If the Receiving Party is required by applicable law or legal process to disclose any Confidential Information, it shall, prior to making such disclosure, use commercially reasonable efforts to notify Disclosing Party of such requirements to afford Disclosing Party the opportunity to seek, at Disclosing Party’s sole cost and expense, a protective order or other remedy. For purposes of this Section ý4 only, Receiving Party’s Group shall mean the Receiving Party’s employees, officers, managers, attorneys, accountants, and financial advisors.

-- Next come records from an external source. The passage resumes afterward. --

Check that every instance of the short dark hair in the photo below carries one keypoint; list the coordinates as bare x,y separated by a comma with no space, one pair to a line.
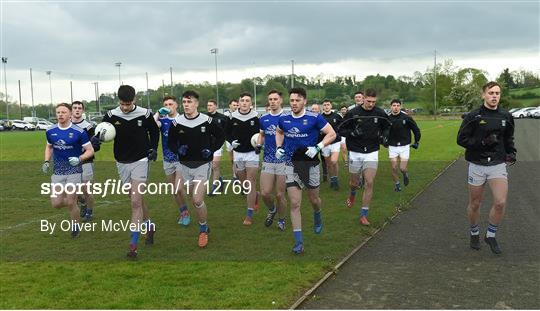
298,90
68,106
489,85
78,102
190,93
166,98
371,93
126,93
245,94
274,91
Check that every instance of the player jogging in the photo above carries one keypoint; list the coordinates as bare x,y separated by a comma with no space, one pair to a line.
65,142
195,137
297,144
135,144
487,134
399,140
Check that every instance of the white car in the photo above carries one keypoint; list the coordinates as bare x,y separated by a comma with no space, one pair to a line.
43,125
21,125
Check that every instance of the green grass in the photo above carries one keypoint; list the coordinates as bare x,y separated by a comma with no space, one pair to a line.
243,268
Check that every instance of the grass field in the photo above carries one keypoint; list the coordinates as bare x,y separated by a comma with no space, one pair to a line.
241,268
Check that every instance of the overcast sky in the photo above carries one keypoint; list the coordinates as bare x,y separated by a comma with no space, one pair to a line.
81,41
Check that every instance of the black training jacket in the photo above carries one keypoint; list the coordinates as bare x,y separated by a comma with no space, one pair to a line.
481,123
400,130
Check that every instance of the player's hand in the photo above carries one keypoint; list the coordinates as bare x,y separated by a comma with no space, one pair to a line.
45,167
490,140
74,161
152,155
163,111
206,153
357,132
510,159
280,153
182,150
96,142
258,149
235,144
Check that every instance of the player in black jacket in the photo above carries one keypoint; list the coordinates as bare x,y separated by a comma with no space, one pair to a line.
221,120
365,127
399,141
135,144
195,137
243,125
487,134
85,200
331,152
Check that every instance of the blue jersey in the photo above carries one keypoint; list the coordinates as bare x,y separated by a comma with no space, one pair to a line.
168,155
300,132
66,142
269,123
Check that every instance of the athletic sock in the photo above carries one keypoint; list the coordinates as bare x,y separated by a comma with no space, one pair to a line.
492,229
298,236
134,237
203,227
364,211
475,229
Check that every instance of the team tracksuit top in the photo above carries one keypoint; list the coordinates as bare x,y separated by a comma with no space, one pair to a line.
374,124
241,127
400,130
136,133
198,133
479,124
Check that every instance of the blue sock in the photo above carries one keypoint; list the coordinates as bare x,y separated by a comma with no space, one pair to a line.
475,229
134,237
203,227
492,229
298,236
364,211
317,217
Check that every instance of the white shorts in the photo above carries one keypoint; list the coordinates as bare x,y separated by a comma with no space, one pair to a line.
273,168
479,174
399,151
201,173
245,159
133,171
361,161
88,172
293,180
67,179
228,146
335,147
171,167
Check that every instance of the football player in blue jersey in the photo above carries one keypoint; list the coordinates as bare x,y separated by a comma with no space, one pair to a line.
297,144
65,145
273,169
171,166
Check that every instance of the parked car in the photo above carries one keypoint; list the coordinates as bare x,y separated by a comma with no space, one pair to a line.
21,125
43,125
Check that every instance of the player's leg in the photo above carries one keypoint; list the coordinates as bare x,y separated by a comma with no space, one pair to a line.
267,187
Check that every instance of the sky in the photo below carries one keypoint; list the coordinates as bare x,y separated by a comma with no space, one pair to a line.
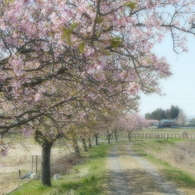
179,89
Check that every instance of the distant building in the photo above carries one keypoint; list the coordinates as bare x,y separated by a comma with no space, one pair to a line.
153,123
168,122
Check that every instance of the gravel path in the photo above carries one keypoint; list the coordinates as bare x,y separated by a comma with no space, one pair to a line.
131,174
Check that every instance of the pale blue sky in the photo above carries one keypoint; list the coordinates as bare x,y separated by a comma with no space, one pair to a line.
180,87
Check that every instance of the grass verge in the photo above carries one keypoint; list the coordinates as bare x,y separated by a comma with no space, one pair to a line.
180,177
88,178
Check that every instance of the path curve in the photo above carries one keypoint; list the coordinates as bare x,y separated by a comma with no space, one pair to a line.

Force Majeure. The Service Provider shall not be liable or responsible to Customer, nor be deemed to have defaulted or breached this Agreement, for any failure or delay in fulfilling or performing any term of this Agreement when and to the extent such failure or delay is caused by or results from acts or circumstances beyond the reasonable control of Service Provider including, without limitation, acts of God, flood, fire, earthquake, explosion, governmental actions, war, invasion or hostilities (whether war is declared or not), terrorist threats or acts, riot, or other civil unrest, national emergency, revolution, insurrection, epidemic, lock-outs, strikes or other labor disputes (whether or not relating to either party's workforce), or restraints or delays affecting carriers or inability or delay in obtaining supplies of adequate or suitable materials, materials or telecommunication breakdown or power outage, provided that, if the event in question continues for a continuous period in excess of ten days, Customer shall be entitled to give notice in writing to Service Provider to terminate this Agreement.